PROJECT SUMMARY Debaryomyces hansenii is a fungal member of the gut microbiome and is present within inflamed regions of the intestine in Crohn Disease patients. Patient-derived strains of D. hansenii prolong wound healing in mouse chemical and mechanical intestinal injury models. Mechanisms of pathogenicity of D. hansenii are not well understood, though macrophages are a key effector cell type in the delayed wound healing phenotype. The objective of the proposed work is to define mechanisms of innate host response to D. hansenii using in vitro macrophage models and define microbial mechanisms of impaired wound repair using in vivo models of intestinal injury. Our preliminary data visualizing phagocytosed D. hansenii with transmission electron microscopy and cytological staining demonstrate certain macrophages phagocytose and are unable to clear D. hansenii. Macrophages that do not clear D. hansenii also do not produce TNF-α in response to D. hansenii. In aim 1, I test the hypothesis that TNF-α supports macrophages clearance of phagocytosed D. hansenii and identify the pattern recognition receptors responsible for TNF-α production.
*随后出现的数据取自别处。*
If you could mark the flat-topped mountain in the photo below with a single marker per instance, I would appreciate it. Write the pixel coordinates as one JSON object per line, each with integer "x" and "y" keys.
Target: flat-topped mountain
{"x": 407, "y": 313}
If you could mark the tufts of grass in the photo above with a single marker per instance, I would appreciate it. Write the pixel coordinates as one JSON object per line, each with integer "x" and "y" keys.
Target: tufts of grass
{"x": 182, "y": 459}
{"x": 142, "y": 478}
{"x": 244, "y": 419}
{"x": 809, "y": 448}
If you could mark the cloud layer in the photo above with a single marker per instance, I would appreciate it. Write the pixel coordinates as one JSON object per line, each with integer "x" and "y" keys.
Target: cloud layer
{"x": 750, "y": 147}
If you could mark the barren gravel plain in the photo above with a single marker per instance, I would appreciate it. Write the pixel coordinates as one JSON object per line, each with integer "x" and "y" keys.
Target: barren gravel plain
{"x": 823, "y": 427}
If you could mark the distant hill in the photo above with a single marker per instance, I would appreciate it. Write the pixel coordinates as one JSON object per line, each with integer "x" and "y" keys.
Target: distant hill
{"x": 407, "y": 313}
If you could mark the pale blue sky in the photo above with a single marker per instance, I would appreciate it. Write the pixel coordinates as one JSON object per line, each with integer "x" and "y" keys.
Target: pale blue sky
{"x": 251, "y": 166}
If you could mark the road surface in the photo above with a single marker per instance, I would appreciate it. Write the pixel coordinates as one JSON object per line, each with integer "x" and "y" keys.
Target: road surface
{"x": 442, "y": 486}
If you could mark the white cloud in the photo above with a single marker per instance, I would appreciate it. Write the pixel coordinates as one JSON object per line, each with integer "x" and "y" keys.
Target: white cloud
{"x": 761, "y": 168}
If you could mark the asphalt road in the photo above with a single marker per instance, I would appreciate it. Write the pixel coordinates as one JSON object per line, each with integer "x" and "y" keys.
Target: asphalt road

In aim 2, I examine microbial morphologic-transitions as an immune evasion mechanism in vitro and in vivo. My preliminary data suggest that vegetative D. hansenii yeast induce more potent pro-inflammatory cytokine production than spores of D. hansenii, and spores persist within macrophage cell lines in vitro. This project will define microbial mechanisms that permit D. hansenii persistence within the intestine and antagonism of injury repair. Successful completion of these aims will define mechanisms of host-response to D. hansenii and microbial-evasion of macrophage clearance that will lead the identification of novel therapeutic targets for treating the subset of Crohn Disease patients with tissue associated D. hansenii.

项目摘要 Debaryomyces Hanseneii是肠道微生物组的真菌成员，存在于发炎的区域内克罗恩病患者的肠。 D. hansenii的患者衍生菌株延长了小鼠的伤口愈合化学和机械肠损伤模型。 D. hanseneii的致病性机制不好理解齿，尽管巨噬细胞是延迟伤口愈合表型中的关键效应细胞类型。拟议工作的目的是定义先天宿主对D. hansenii的响应的机制。体内使用体内的体外巨噬细胞模型并定义伤口修复受损的微生物机制肠损伤的模型。我们的初步数据可视化吞噬的D. hanseneii与传播电子显微镜和细胞学染色表明某些巨噬细胞吞噬剂，并且无法清除D. Hansenii。尚不清楚D. hansenii的巨噬细胞也不会产生TNF-α以响应D。 Hansenii。在AIM 1中，我检验了以下假设：TNF-α支持吞噬的巨噬细胞清除。 Hanseneii并确定负责TNF-α产生的模式识别受体。在AIM 2中，我检查了微生物形态转变是体外和体内的免疫进化机制。我的初步数据表明，与孢子相比，营养性D. hansenii酵母诱导更多潜在的促炎细胞因子产生 D. hansenii的体外，孢子在巨噬细胞细胞系中持续存在。该项目将定义微生物允许在肠道修复的肠道和拮抗作用中允许D. hansenii持久性的机制。成功的这些目的的完成将定义宿主反应的机制，对hansenii和微生物抗态的机制巨噬细胞清除率将领导鉴定新的治疗靶标，以治疗克罗恩的子集与组织相关的疾病患者。